Il fut eſleu viſiteur de la grande religion des dames de Fronteuaux,
deſquelles il eſtoit tant craint, que quand il venoit en
quelqu’vn de leurs monaſteres, toutes les religieuſes trembloient
de peur, & pour l’appaiſer des grandes rigueurs qu’il
leur tenoit, le traictoient comme elles euſſent faict la perſonne
du Roy : ce que au commencement il refuſoit, mais à la fin
venant ſur les cinquante-cinq ans, commença à trouuer fort
bon le traictement qu’il auoit au commencement refusé, &
s’eſtimant luy meſme le bien public de toute religion, deſira de
conſeruer ſa ſanté mieux qu’il n’auoit accouſtumé. Et combien
que ſa reigle portaſt de i’amais ne manger chair, il ſe diſpenſa
luy meſme, ce qu’il ne faiſoit à nul autre, diſant que ſur luy
eſtoit tout le faiz de religion. Parquoy ſi bien ſe feſtoya que
d’vn moyne bien maigre, il en feit vn bien gras : & à ceſte mutation
de viure, ſe feit vne mutation de cueur, telle qu’il commença
à regarder les viſages, dont au parauãt il auoit faict conſcience :
& en regardant les beautez que les voiles rendent plus
deſirables, commença à les couuoiter. Dont pour ſatisfaire à
ceſte couuoitiſe, chercha tant de moyens ſubtils, qu’en lieu de
faire office de paſteur, il deuint loup : tellement qu’en pluſieurs
bonnes religions s’il en trouuoit quelqu’vne vn peu ſotte, il ne
failloit à la deceuoir. Mais apres auoir longuement continué
ceſte meſchante vie, la bonté diuine qui print pitié des pauures
brebis eſgarées, ne voulut plus endurer la gloire de ce malheureux
regner, ainſi que vous verrez.
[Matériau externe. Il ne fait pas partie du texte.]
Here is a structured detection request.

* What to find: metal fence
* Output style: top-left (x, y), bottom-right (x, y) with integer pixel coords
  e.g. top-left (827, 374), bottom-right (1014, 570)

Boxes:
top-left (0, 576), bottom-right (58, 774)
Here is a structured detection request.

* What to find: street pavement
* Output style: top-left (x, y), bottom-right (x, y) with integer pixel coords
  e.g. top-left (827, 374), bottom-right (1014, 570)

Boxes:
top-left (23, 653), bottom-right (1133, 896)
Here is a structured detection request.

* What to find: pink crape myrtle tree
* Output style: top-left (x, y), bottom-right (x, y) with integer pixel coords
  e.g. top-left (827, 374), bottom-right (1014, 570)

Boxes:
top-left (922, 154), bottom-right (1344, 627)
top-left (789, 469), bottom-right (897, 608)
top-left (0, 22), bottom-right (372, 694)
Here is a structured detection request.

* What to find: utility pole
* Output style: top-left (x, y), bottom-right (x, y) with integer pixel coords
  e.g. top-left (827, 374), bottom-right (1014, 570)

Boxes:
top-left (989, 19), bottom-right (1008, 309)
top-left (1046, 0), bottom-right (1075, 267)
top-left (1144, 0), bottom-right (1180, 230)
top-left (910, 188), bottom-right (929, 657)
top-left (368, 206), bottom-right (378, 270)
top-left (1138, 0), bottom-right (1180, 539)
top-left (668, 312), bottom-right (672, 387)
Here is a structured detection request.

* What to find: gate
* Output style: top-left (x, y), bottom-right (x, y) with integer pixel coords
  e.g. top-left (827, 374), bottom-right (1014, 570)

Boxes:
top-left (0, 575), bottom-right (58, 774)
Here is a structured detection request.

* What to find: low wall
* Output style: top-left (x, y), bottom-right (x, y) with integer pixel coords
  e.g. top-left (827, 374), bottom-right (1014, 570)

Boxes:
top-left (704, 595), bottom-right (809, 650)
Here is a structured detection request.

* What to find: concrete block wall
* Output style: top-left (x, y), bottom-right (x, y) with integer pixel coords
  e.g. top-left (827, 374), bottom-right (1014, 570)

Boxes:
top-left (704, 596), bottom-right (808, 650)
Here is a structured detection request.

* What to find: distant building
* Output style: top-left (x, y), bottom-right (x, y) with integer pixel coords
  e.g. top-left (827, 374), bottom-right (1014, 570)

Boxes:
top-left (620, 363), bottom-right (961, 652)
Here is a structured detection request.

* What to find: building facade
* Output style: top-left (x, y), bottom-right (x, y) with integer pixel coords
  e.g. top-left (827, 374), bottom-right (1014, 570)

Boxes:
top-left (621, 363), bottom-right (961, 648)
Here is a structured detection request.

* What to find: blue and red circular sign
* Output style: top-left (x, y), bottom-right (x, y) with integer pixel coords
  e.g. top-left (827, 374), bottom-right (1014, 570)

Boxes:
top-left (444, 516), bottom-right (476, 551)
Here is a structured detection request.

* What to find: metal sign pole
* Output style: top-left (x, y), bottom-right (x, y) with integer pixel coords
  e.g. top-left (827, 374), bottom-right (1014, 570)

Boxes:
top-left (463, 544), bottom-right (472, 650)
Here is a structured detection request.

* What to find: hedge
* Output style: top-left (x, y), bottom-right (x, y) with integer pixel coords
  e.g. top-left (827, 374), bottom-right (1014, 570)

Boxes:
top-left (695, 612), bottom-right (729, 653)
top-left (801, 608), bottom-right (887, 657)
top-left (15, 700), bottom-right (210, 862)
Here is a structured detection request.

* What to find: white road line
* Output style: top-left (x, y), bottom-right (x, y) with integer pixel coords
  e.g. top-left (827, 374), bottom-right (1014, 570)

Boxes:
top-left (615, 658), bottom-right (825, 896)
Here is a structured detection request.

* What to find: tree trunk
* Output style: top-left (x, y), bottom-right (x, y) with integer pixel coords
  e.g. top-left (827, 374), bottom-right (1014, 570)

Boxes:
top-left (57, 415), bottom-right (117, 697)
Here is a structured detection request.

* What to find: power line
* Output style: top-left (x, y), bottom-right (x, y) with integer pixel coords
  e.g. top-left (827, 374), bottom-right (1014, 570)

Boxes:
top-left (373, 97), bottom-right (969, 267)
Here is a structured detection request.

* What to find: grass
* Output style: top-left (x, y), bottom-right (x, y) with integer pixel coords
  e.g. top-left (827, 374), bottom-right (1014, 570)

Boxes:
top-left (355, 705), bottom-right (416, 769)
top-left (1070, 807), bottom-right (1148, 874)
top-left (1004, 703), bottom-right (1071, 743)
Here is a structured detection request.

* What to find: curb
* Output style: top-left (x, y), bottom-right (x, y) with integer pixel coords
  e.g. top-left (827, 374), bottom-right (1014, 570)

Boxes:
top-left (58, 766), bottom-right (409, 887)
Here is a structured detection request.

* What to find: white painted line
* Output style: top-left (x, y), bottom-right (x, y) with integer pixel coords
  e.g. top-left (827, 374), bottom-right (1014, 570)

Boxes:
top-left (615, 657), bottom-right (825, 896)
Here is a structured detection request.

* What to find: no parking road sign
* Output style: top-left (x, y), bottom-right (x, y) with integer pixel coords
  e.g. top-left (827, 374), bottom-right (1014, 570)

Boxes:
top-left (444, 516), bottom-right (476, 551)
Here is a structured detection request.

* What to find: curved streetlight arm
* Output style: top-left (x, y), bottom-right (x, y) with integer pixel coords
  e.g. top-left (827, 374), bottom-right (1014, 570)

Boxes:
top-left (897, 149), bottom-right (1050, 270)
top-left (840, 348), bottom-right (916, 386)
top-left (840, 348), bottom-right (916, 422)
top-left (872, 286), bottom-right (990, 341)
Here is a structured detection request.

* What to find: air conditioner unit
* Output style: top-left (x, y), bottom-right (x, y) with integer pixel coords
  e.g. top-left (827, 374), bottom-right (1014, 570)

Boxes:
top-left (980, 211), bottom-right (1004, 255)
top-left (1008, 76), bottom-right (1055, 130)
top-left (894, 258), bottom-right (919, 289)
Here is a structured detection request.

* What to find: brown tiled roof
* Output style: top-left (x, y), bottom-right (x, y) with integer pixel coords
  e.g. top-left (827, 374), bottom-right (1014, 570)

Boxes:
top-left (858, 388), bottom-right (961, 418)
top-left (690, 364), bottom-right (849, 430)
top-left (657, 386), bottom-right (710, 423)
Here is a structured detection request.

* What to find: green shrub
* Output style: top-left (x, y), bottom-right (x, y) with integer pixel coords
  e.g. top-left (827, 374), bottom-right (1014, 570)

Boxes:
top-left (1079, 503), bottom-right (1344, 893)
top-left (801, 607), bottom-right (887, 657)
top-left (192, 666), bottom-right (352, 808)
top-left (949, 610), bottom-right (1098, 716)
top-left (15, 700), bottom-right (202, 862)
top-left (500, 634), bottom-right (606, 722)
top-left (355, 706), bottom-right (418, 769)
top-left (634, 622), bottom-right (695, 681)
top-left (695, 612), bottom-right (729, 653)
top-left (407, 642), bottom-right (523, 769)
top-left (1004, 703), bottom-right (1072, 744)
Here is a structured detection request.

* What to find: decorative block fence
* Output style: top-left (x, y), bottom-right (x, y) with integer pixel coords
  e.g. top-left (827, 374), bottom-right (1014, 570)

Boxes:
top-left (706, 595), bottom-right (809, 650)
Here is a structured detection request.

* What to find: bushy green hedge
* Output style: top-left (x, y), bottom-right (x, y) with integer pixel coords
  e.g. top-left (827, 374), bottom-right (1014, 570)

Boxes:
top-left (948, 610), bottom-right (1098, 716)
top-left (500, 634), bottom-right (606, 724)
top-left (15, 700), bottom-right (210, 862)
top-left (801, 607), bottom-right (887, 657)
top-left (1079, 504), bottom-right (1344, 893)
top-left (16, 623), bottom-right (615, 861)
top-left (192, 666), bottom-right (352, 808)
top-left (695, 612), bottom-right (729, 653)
Vn iour allant viſiter vn
conuent pres de Paris, qui ſe nomme Gif, aduint qu’en confeſſant
toutes les religieuſes, en trouua vne nommée ſœur Marie
Herouët, dont la parolle eſtoit ſi douce & agreable, qu’elle
promettoit le viſage & le cueur eſtre de meſme. Parquoy ſeulement
pour l’ouyr, fut eſmeu en vne paſsion d’amour qui paſſoit
toutes celles qu’il auoit eu aux autres religieuſes : & en parlant
à elle ſe baiſſa fort pour la regarder, & en apperceut la bouche
ſi rouge & plaiſante, qu’il ne ſe peuſt tenir de luy haulſer
le voile pour veoir ſi les yeux accompagnoient le demeurant,
ce qu’il trouua : dont ſon çueur fut remply d’vne ardeur ſi vehemente
qu’il perdit le boire & le manger, & toute contenance,
combien qu’il la diſsimuloit. Et quand il fut retourné en ſon
prieuré, il ne pouuoit trouuer repos : parquoy en grande inquietude,
paſſoit les iours & les nuicts, en cherchãt les moyens comme
il pourroit paruenir à ſon deſir, & faire d’elle comme il auoit
faict de pluſieurs autres. Ce qu’il cognoiſſoit eſtre fort difficile,
parce qu’il la trouuoit ſage en parolles, & d’vn eſprit ſubtil :
& d’autre part ſe voioit ſi laid & vieil, qu’il delibera de ne luy
en parler point, mais de chercher à la gaigner par crainte. Parquoy
bien toſt apres s’en retourna audict monaſtere de Gif,
auquel lieu ſe monſtra plus auſtere, que iamais il n’auoit faict, ſe courrouçant à toutes les religieuſes, reprenant l’vne que ſon
voille n’eſtoit pas aſſez bas, l’autre qu’elle haulſoit trop la teſte,
& l’autre qu’elle ne faiſoit pas bien la reuerence en religieuſe.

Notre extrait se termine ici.